SOUL TO SQUEEZE

数字は時に人を狂わせる

by Teppei

紙は結果が見えないけれど、ネットは結果が見えるから良い

10年前ぐらいによく言われたネット広告と紙広告の違いです。私はインターネット業界にお世話になってそれなりの月日が経過しておりますが、数字に翻弄されて、本質からズレてしまう人を数多く見てきました。数字が出るからといって、明確に答えがわかるわけではありません。それがむしろネットの落とし穴だったりします。

先ほども、個人サイトのアクセスデータを見ていました。前々日まで700人ほど訪れていたサイトが、何が理由か昨日は429人の訪問。こんな時、目の前の数字に踊らされてしまうわけです。あれ、何が起こったんだろう?と、本質のサイト運営の目的とは外れて数値の差に意識を持っていかれます。

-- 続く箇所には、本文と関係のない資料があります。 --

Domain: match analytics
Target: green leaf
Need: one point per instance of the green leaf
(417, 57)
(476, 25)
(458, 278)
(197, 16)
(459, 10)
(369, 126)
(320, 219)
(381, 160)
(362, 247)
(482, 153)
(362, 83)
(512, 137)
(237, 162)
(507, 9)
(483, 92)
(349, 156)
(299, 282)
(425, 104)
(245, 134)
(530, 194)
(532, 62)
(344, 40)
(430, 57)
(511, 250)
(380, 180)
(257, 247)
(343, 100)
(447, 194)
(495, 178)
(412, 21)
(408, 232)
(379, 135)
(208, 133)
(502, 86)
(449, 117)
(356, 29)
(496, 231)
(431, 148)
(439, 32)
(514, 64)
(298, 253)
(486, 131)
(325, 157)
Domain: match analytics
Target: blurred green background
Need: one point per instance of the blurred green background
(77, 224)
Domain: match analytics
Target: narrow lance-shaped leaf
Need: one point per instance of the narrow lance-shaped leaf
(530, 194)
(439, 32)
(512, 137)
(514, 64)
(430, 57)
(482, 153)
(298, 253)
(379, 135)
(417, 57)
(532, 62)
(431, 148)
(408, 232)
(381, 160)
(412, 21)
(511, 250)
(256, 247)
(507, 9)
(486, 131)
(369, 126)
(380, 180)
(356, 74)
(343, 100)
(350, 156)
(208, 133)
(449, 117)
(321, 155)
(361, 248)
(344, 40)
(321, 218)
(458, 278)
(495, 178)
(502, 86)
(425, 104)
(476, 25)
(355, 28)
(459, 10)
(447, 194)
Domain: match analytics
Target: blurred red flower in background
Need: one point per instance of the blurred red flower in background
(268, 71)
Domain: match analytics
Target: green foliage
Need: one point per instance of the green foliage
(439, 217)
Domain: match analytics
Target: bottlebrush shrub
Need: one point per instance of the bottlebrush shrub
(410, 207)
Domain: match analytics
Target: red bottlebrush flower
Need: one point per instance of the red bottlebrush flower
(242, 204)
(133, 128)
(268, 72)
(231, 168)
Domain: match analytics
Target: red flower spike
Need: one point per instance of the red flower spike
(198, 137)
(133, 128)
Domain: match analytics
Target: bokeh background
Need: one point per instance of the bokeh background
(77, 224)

例えば、私のサイト運用の目的が私物の販売だったとします。1つ10万円のオーディオを販売する目標だったとしましょう。単純に考えると、物は1つしかありませんから、買いたい人が1人サイトに来てくれれば成立するわけです。残念ながらネットの数字は人の感情が表されるわけではありませんから、訪問者が多く来てくれたほうが販売に有利な錯覚にとらわれます。実際には多くの人が来てくれたほうが確率が上がるとは言えるでしょうが。

でも、7000人だろうが10,000人だろうが、もし買わなかったとしたら、全く目的は達成されたことになりません。

身近にこんな話があります。
私がWebサイト運営を手伝っている方で、同一業の二社があります。全く同じ生業なわけですが、異なる方法とアプローチで実績をあげています。

A社は投網を投げて、大量に訪問者を獲得し、そこから購買者を獲得していく方法。B社はA社の3分の1しか訪問者がいませんが、購入意志の強いユーザーを最初から呼び込む方法。どちらも順調に売り上げを伸ばしており、互いの方法に優劣はありません。

大事なことはいずれの方法も、確固たる戦略があり、戦術のもとにゴールを決めている点です。このベースとなる戦略、考え方がない人ほど、数字に踊らされます。

数字は大事です。でも、数字の向こうにある笑顔や苦笑、感動や反感といった感情は見えることがありません。

瞬間の数字は未来への連続性の上に一側面でしかないことを忘れずに。